In December 1525 Erasmus begs his commendations to him among other ‘booksellers.’ In 1526 he became curate to his friend Robert Forman, rector of All Hallows, Honey Lane; but John Foxe says that he was at Oxford at Easter 1527, and had been there since Christmas 1526, selling Latin books and William Tyndale's translation of the New Testament to the scholars.
Foxe says that he had intended to take a curacy in Dorset under a false name, but gave up the plan, and was at Reading some time in 1527, selling many of his books to the prior there.
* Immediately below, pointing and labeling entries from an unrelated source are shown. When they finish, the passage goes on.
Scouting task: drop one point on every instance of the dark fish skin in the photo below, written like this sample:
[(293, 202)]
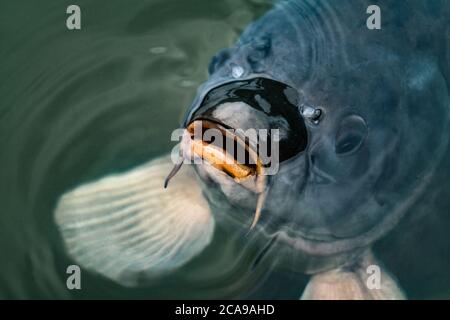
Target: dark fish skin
[(383, 138)]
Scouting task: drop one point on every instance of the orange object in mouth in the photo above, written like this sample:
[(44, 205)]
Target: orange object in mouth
[(217, 152)]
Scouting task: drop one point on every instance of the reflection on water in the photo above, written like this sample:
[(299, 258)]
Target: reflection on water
[(76, 105)]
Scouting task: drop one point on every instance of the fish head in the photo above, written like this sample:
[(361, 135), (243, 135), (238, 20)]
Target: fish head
[(351, 150)]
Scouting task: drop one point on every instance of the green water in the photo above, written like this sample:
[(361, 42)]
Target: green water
[(77, 105)]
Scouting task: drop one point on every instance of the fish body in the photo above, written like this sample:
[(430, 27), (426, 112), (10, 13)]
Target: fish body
[(382, 95)]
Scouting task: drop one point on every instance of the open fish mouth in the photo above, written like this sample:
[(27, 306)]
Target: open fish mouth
[(222, 148), (225, 150)]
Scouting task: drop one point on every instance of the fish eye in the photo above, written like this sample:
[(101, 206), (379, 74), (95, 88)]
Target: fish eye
[(350, 135)]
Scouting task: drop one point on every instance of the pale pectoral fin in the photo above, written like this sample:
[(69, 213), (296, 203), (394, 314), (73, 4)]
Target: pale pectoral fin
[(367, 280), (128, 227)]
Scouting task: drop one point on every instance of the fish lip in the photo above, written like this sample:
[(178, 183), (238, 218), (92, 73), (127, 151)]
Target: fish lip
[(209, 86)]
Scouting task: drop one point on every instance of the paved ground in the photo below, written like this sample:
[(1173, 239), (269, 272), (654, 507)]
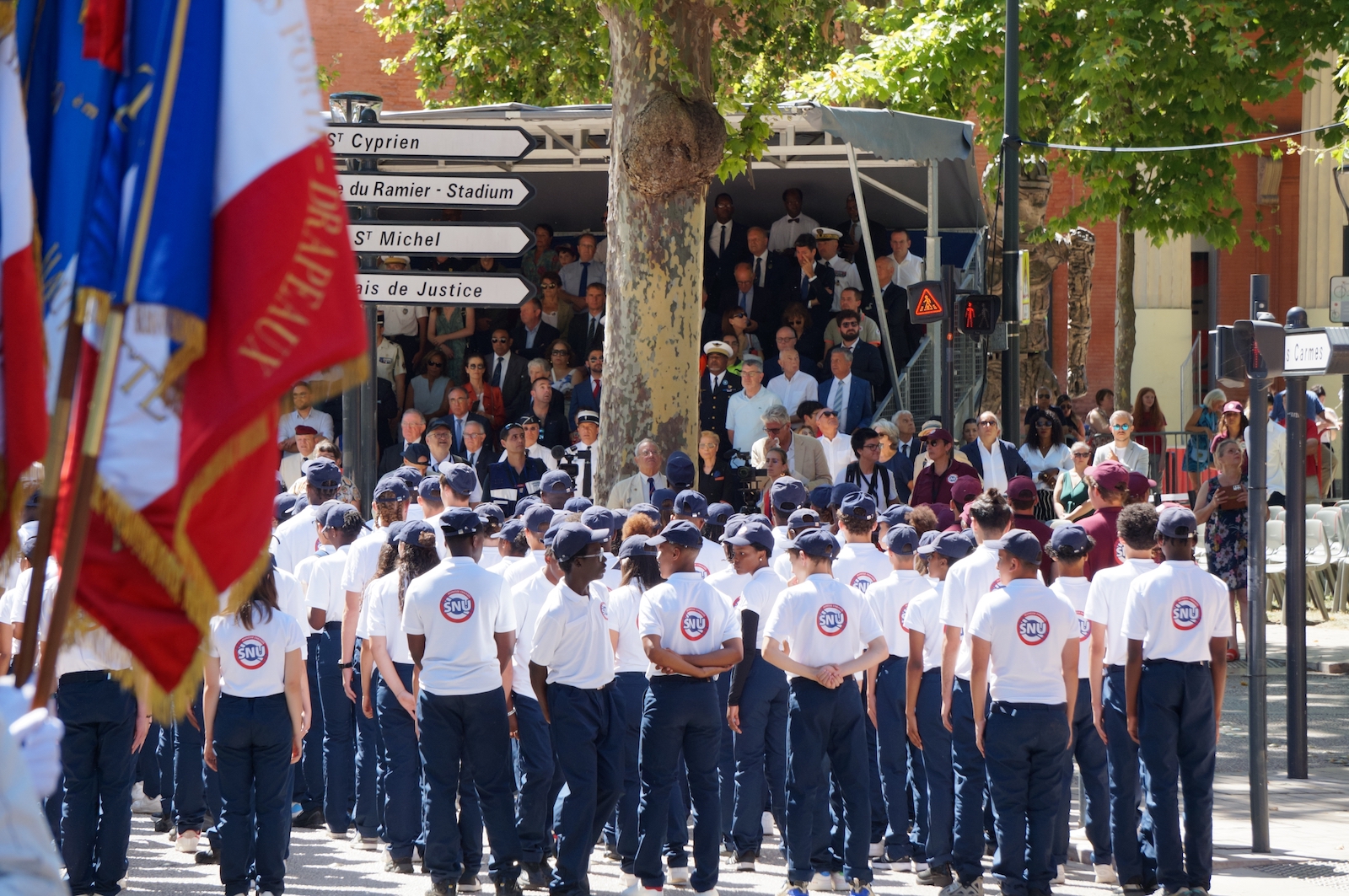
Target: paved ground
[(1309, 819)]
Lincoln complained (1 April) to Thomas Wolsey that Gerard is ‘a very subtyll, crafty, soleyn, and untrue man,’ as his answers differ from the scholars.
On 11 July he preached at Jervaulx Abbey, Yorkshire; a monk who interrupted him was taken into custody, and he was sent with letters from Sir Francis Bigod to Thomas Cromwell as a mark of favour.
To please Cromwell, who had taken him into favour, Edmund Bonner appointed him to preach after Stephen Gardiner and Robert Barnes at St. Paul's Cross in Lent 1540.
Gerrard, like Barnes, argued against Gardiner's sermon on passive obedience, and both of them, together with another Lent preacher, William Jerome, vicar of Stepney, were ordered to publicly recant from the pulpit of St. Mary Spital in Easter week.